For remdesivir itself, there have been contradictory results reported by
different trials. For example, some reported the absence of a
statistically significant clinical benefit in reducing the
time-to-improvement [18]. Moreover, some authorities even believe
that remdesivir treatment neither can improve survival nor shorten
hospitalization [58]. Whereas, results of other studies, including
those performed by the World Health Organization (WHO), were different,
revealing remdesivir as a beneficial agent in shortening the recovery
time in hospitalized COVID-19 patients while having no impact on
mortality rate [20, 22, 59, 60]. Accordingly, the lack of efficacy
in reducing the overall mortality rate was recommended against
remdesivir treatment [61]. Interestingly, most of the trials
concluding the lack of efficacy of remdesivir had been carried out on
the Asian population, highlighting that the Asian patients may show
poorer outcomes after remdesivir therapy [62]. On the other hand,
there have been trials acknowledging the positive role of remdesivir in
decreasing the mortality rate of these patients [19, 63-65]. For
this reason, other guidelines, except the WHO guideline, still recommend
remdesivir, particularly in the early stages of the disease [66]. In
general, while the patients requiring supplemental oxygen therapy may
benefit the most from remdesivir, its application in those in need of
high-flow oxygenation, noninvasive ventilation (NIV), or mechanical
ventilation may not be helpful [20].
Hence, remdesivir administration has become quite challenging due to the
disparities mentioned above. It is noteworthy that some have concluded
that a 5-day course of remdesivir treatment, rather than a 10-day one,
induced a relatively better outcome than standard care, despite having
no significant difference [67]. It should be noted that these
disparities may be the result of the heterogenicity of populations and
study protocol in different clinical trials.
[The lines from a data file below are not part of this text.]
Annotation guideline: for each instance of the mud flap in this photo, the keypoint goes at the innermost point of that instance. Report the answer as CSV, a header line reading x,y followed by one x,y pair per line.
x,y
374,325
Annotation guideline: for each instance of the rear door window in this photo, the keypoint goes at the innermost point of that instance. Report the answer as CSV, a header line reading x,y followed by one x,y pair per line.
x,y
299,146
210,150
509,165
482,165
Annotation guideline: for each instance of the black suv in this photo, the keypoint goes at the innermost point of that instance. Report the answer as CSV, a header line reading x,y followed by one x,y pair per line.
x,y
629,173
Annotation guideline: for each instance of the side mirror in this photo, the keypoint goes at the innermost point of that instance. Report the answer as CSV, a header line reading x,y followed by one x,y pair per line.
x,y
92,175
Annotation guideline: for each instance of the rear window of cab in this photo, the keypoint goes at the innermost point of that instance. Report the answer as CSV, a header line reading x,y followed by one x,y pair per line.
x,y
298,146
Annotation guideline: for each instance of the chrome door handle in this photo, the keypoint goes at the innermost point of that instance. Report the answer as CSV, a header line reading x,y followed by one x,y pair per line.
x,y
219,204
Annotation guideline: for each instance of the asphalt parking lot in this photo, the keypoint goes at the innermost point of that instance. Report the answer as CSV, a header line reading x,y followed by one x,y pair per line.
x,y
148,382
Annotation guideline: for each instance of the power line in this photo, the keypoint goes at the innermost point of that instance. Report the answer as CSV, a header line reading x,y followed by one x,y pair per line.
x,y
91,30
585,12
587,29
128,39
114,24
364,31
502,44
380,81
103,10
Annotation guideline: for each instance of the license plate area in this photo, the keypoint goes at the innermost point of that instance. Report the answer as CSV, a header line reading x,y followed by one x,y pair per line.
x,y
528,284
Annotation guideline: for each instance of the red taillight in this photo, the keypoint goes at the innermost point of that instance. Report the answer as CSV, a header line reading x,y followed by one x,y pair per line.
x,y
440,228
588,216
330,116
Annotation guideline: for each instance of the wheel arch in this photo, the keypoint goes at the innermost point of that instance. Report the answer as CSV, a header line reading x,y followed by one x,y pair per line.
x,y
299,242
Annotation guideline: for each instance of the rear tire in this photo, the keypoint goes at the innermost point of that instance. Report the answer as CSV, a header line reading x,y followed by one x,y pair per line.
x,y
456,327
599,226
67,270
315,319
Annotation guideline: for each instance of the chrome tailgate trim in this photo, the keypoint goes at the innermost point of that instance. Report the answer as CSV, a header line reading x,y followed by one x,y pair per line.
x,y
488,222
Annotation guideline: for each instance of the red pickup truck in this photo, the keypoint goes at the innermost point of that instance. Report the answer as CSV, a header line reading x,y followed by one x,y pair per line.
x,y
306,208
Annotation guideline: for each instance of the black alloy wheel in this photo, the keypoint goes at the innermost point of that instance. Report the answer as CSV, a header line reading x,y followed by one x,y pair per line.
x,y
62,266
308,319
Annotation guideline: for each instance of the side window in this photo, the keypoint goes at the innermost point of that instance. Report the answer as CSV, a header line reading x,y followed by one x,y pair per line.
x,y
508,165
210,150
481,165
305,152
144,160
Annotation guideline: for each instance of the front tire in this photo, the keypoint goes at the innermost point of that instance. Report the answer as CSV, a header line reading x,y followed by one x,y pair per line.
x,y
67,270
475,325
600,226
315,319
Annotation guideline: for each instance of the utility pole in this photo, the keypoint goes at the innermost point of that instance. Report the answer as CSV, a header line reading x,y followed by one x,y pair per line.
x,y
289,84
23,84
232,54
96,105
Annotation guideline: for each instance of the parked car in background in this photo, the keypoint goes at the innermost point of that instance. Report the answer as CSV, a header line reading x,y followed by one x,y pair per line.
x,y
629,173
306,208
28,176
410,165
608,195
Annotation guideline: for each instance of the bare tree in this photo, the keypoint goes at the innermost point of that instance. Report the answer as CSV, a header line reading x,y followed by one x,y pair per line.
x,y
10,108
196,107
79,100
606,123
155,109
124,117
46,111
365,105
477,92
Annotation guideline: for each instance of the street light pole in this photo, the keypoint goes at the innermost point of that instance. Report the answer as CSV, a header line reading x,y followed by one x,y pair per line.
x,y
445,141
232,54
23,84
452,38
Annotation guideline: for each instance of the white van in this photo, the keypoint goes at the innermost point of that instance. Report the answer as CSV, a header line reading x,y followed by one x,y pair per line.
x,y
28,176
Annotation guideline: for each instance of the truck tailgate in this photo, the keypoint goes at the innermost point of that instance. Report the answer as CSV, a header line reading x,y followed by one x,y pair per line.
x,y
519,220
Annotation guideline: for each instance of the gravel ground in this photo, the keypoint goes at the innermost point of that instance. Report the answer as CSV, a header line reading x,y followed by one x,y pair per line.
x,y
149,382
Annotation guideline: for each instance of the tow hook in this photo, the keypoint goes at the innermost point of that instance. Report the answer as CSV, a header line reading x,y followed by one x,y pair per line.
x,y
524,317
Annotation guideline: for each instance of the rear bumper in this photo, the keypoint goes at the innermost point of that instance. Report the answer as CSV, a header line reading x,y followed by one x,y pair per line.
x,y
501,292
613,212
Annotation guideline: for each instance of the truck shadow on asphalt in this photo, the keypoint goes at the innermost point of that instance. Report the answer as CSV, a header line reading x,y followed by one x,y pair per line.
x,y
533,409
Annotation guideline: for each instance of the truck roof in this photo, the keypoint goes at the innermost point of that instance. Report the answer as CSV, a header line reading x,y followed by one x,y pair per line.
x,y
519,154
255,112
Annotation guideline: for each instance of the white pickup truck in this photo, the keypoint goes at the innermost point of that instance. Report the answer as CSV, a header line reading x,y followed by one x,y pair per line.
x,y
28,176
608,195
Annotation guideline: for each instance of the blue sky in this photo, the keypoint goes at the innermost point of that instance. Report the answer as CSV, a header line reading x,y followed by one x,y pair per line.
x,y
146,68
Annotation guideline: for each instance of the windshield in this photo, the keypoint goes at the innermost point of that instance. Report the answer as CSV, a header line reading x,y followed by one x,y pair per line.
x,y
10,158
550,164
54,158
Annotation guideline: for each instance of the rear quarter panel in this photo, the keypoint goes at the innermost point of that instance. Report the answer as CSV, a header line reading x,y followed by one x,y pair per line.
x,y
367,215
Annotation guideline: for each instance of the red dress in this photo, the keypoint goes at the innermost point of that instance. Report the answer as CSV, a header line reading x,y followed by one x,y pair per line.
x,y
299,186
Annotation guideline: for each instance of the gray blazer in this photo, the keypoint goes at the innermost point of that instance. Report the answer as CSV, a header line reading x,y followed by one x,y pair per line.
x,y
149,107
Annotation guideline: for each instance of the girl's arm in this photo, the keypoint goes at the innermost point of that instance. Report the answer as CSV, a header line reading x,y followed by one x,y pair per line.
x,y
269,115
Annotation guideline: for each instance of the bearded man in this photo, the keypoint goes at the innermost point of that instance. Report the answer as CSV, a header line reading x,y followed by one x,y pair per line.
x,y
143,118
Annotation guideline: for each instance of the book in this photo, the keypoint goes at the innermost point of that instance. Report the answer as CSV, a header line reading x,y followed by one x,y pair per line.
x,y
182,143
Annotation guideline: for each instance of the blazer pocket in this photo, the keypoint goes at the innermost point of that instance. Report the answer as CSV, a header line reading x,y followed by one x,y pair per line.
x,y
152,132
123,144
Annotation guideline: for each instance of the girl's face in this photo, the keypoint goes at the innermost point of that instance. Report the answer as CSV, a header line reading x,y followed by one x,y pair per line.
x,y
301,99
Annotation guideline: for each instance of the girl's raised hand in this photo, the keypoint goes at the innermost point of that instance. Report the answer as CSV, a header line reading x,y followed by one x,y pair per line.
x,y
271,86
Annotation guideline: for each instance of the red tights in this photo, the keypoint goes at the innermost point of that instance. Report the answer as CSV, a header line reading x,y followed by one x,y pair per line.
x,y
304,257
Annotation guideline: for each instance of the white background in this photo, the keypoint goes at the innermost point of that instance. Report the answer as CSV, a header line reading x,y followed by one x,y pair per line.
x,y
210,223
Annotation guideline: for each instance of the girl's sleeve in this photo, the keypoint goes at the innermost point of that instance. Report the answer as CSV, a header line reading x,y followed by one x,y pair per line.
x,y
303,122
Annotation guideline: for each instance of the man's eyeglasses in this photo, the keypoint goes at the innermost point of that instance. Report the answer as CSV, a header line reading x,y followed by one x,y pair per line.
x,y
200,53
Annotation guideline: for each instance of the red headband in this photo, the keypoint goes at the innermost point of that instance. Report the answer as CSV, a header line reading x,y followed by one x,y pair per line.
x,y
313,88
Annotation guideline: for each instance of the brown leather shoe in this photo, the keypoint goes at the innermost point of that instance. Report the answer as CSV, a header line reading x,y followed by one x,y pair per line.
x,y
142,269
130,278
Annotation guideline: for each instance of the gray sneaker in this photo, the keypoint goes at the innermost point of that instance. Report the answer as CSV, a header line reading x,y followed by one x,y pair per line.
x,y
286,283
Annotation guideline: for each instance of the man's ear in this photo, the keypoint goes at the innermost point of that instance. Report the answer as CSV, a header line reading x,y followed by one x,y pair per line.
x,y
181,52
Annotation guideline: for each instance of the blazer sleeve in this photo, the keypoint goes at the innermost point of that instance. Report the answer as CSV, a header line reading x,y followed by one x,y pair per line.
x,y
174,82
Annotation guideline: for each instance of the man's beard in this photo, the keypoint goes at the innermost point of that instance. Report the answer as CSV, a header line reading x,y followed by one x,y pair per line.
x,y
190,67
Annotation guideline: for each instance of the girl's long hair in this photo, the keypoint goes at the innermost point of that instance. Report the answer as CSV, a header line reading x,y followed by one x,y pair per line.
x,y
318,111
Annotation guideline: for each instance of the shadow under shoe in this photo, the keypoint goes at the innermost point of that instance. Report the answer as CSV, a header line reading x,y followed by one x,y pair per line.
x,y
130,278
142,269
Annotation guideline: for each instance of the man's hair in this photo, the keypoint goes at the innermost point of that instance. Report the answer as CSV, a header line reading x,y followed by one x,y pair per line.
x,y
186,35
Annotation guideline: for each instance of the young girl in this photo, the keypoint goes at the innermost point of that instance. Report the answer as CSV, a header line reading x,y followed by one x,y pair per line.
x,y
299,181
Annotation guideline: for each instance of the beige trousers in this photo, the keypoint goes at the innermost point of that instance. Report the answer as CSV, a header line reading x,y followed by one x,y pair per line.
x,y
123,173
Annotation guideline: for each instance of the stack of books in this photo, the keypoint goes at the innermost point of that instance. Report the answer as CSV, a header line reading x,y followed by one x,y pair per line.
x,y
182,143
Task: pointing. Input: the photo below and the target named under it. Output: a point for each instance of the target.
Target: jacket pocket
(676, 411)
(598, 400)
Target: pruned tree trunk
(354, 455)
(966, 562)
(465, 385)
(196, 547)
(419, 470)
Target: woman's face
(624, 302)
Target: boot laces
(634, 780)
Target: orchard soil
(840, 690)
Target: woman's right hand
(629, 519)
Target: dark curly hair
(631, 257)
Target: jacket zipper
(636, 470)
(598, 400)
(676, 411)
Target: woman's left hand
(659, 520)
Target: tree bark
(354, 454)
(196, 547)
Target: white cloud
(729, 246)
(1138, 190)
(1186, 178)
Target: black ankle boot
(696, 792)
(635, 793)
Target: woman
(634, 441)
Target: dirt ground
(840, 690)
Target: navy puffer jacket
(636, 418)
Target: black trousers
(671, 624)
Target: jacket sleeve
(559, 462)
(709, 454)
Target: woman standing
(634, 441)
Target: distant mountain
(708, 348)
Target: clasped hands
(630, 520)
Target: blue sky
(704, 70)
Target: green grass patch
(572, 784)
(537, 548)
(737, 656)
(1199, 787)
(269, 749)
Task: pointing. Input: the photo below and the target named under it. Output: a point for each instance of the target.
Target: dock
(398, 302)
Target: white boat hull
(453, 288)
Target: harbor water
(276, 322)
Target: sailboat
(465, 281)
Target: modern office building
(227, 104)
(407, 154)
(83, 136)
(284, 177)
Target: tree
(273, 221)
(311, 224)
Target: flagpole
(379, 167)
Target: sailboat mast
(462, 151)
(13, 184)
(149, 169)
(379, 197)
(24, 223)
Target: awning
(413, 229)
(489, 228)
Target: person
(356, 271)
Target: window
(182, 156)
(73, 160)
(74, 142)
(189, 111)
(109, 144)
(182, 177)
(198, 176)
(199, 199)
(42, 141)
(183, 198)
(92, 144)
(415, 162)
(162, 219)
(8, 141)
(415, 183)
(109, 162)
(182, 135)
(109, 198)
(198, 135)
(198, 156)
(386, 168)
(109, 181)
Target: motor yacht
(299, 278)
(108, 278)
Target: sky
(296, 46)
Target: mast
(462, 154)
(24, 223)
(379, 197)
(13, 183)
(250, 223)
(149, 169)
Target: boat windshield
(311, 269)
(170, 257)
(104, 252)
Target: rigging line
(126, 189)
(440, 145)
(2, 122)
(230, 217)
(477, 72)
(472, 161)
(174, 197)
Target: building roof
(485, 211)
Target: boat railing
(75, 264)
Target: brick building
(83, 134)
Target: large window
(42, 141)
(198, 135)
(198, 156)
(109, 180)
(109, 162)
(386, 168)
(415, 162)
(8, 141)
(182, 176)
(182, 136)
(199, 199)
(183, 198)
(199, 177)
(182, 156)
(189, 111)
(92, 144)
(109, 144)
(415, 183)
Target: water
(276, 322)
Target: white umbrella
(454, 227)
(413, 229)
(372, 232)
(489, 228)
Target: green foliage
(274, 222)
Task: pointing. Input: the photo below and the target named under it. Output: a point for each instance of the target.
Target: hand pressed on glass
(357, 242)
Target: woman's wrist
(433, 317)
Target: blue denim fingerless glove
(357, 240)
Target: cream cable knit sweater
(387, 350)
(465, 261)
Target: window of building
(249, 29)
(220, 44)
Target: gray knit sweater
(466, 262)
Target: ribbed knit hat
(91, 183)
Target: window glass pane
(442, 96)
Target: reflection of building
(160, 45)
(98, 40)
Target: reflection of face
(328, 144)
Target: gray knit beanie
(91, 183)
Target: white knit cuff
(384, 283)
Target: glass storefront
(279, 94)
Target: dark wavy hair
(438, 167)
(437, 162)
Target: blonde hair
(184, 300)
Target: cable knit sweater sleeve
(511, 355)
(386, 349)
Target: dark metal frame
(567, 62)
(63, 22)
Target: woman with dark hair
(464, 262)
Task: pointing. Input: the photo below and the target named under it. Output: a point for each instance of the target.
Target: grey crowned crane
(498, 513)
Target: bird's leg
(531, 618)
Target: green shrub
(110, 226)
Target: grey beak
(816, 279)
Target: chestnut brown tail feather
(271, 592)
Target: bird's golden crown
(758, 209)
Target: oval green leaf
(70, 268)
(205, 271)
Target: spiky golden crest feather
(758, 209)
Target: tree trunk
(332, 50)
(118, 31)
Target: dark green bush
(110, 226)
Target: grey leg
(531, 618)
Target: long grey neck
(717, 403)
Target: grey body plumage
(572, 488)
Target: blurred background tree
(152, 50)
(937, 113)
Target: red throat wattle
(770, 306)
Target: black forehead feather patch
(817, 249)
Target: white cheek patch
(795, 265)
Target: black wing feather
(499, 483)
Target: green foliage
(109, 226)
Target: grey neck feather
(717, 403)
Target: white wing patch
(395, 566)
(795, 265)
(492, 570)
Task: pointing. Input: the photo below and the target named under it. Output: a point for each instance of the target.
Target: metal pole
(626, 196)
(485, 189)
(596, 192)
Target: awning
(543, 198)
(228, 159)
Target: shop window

Moreover, underlying
disorders predisposing patients to more severe infection should also be
considered another reason for the lack of favorable response and poor
outcomes in some individuals [68]. Furthermore, the positive effect
of concomitant corticosteroid administration in many hospitalized
patients should also be considered before interpreting the favorable
efficacy of remdesivir, leading to the overestimation of outcome
improvement rates [69].
Conclusion
As discussed above, remdesivir is efficacious in COVID-19 patients,
especially non-severe cases. Remdesivir has been used in many countries
as an emergency medication for patients with COVID-19, and several
patients showed better clinical outcomes. Also, this medication has
little interaction with other medications, making it an ideal candidate
for administration in these patients. Moreover, close monitoring of
liver function tests (LFTs) and estimated glomerular filtration rate
(eGFR) is mandated in patients undergoing remdesivir therapy, as
hepatotoxicity and renal damage have been reported in such patients.
Overall, as indicated in different guidelines worldwide, remdesivir
could be a drug of choice in non-severe SARS-CoV-2-infected patients.